In a post, a code was given to parametrize implicitly defined $\mathcal{C}$ using arclength.

     expr = (x^2 + y^2 + Sin[4 x] + Sin[4 y] - 4)^2 + .415 x - .4;
        exprt = expr /. {x -> x[t], y -> y[t]};
        odes = {D[exprt, t], x'[t]^2 + y'[t]^2 - 1}
        starty = y /. FindRoot[(expr /. x -> 0) == 0, {y, 2/9}]
        Quiet[soln = 
           NDSolveValue[
            Join[Thread[odes == 0], {x[0] == 0, y[0] == starty}], {x[t], 
             y[t]}, {t, 0, 25}];]
        {solnX, solnY} = soln;
        ParametricPlot[soln, {t, 0, 25}]
        Plot[(solnX - 0)^2 + (solnY - starty)^2, {t, 0, 25}]
        {min, val} = NMinimize[(solnX - 0)^2 + (solnY - starty)^2, {t, 20, 25}]
        stopt = t /. val;
        r = Compile[{{x, _Real}, {y, _Real}}, 
          NIntegrate[
            Sqrt[(solnX - x)^2 + (solnY - y)^2]*
             D[ArcTan[solnX - x, solnY - y], t], {t, 0, stopt}, 
            MaxRecursion -> 100, Method -> "Trapezoidal"]/(2*Pi)]

s = Compile[{{x, _Real}, {y, _Real}}, 
  NIntegrate[
    Abs[Sqrt[(solnX - x)^2 + (solnY - y)^2] - r[x, y]]*
     D[ArcTan[solnX - x, solnY - y], t], {t, 0, stopt}, 
    MaxRecursion -> 100, Method -> "Trapezoidal"]/(2*Pi)]

The distrbution number is

Phi = Compile[{{x, _Real}, {y, _Real}}, s[x, y]/r[x, y]]

However, there is no clear way of determining where to measure $(u,v)$. If we set $(u,v)$ to the centroid, it could be outside the curve and hence the ray won't rotate with an angular displacement of $2\pi$ radians.

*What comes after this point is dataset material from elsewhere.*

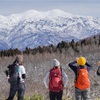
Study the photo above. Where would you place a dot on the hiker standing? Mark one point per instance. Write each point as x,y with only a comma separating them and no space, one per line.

So where do we set $(u,v)$?

My assumption is to take the average of $\phi(u,v)$ inside $\mathcal{C}$. This leads to a brutal formula.

$$\omega=\frac{1}{\text{Area}\left(\mathcal{C}\right)} \iint\limits_{C} \phi(u,v) \ du \ dv$$

Question

Is there a simpler way to describe the integral and distribution?